Grijs ochtendlicht tekende driehoekige schaduwen op de muren. Het geluid van een bus passeerde.
Ik maakte me zorgen.
Het ging ‘allemaal’ niet goedkomen. ‘Alles’ liep mis. Ik doorleefde al helemaal de rechtszaak bij de vrederechter, ik hoorde de stemmen al bijna. Ik bevocht al de armoede die op mijn gezin afstevent, en alle bijbelse catastrofes die ons huis in verbouwing nog te wachten staan. Het ritme van mijn hart liep in een stevige draf door de muizenissen en de verbeelde demonen. Stress kriebelde achter mijn oren.
En opeens. Het leek of er knetterde iets in mijn hoofd. Ik voelde opeens precies iets stromen, een gekke chemische verbinding die een verkeerde route nam in mijn hoofd. Een hapering, een trilling, een bijna tastbaar of hoorbaar hersenfenomeentje.

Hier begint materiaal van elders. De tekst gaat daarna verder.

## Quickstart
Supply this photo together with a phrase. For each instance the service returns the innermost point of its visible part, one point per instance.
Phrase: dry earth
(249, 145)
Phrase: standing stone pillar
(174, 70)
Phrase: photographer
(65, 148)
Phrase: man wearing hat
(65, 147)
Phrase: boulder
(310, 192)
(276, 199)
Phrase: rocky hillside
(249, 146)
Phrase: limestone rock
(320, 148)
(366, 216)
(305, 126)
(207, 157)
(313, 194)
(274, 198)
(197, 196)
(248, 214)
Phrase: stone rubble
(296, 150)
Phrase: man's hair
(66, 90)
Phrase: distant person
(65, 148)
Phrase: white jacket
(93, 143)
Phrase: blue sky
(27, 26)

Zou ik een hersenbloeding krijgen of zo? Een infarct? Misschien kan ik straks niet meer praten. Lig ik subiet in het ziekenhuis. Word ik iemand wiens tong altijd uit zijn mond hangt. Wiens linkerhelft verlamd is, waardoor er altijd een straaltje speeksel langs mijn mondhoek naar mijn kin stroomt.
Ik wachtte…
Er gebeurde niks meer. Het geknetter had zich niet verdergezet.

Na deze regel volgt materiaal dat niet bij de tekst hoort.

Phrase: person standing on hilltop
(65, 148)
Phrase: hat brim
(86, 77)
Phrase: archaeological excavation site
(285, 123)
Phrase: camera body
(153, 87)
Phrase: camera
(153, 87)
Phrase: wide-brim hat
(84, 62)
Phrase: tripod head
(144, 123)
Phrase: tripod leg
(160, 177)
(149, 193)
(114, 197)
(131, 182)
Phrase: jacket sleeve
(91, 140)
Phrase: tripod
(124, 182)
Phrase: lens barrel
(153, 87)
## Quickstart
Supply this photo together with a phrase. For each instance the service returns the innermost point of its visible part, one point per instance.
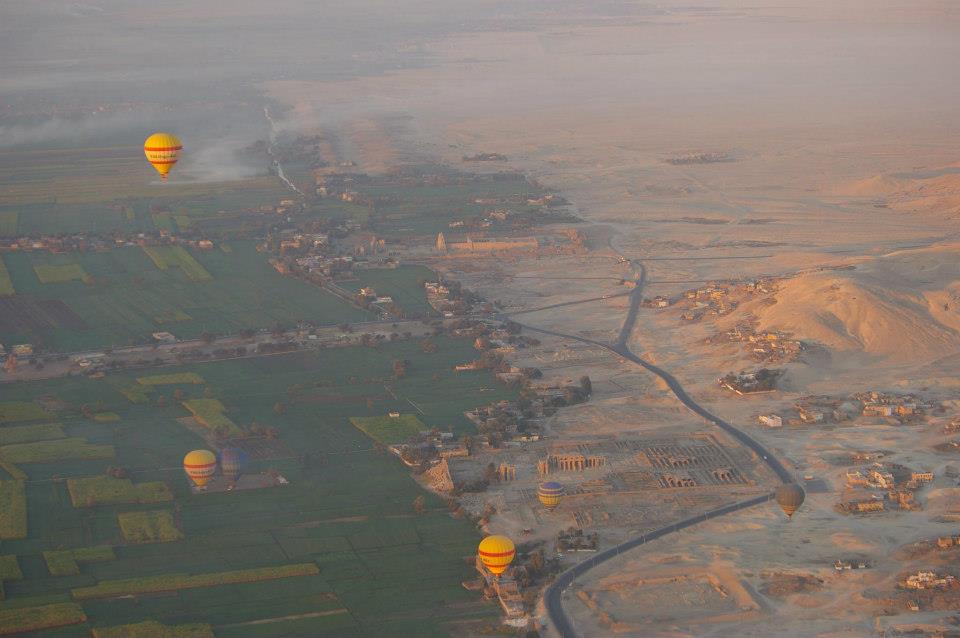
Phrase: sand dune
(934, 191)
(903, 307)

En toch had ik de hersens in mijn schedel voelen zitten. Als gebraadje in een stoofpot.
Ik besefte.
Stel dat ik inderdaad ‘iets’ had gekregen. Dan had ik mijn laatste bewuste en gezonde ogenblikken verspild aan dwaze zorgen. Aan nodeloos gepieker over zaken die ik onmogelijk kon oplossen daar in dat bed, tussen de schaduwen van het zondaglicht. Wat had dat een triestig aspect aan mijn hersenbloeding geweest. Dat ik niet van het leven had genoten tot het moment daar was. Dat ik mijn gezondste momenten gratis had weggegeven aan mijn idiote angsten.
Ik ging rechtop zitten.
Mijn man lag naast me, in een heerlijke ontspanning en zacht, nog een beetje verder te slapen.
Mijn jongste zoon kwam binnengeslopen. Met een stralende lach op zijn gezichtje. ‘Dag lieve mama,’ fluisterde hij.
Ik zou weer wat dankbaarder zijn. In het hier en nu blijven. Wat er nu is, is het enige dat er echt is. en in dat nu zijn het vooral licht, natuur en kinderen. En de liefde van mijn lief. Gezegend ben ik. Ik zag het weer even niet door dat dik lelijk gordijn van zorgen. Ik had me bijna vergist in wat belangrijk is en wat niet. Wat een vergissing…
en heel mooie tekst, en zeer mooie foto’s, echt prachtig
Prachtig stukje, mooie conclusie en heerlijke foto’s!
Wat mooi om mijn dag mee te beginnen. Blij dat je terug blogt!
Prachtig!
Mooie tekst, mooi inzicht, mooie foto’s. En dat water ziet er zo uitnodigend uit. Maar ook heel koud…
Gezegend ben je, als je het zo kan zien en ervaren! Mooi, dank voor delen!
Nice!
Waar, dat moeten we ons vaker realiseren.
Prachtige foto’s en zo waar wat je zegt.
“Dat ik mijn gezondste momenten gratis had weggegeven aan mijn idiote angsten.” Wat een prachtige zin, eentje om te onthouden op zo’n herkenbare momenten.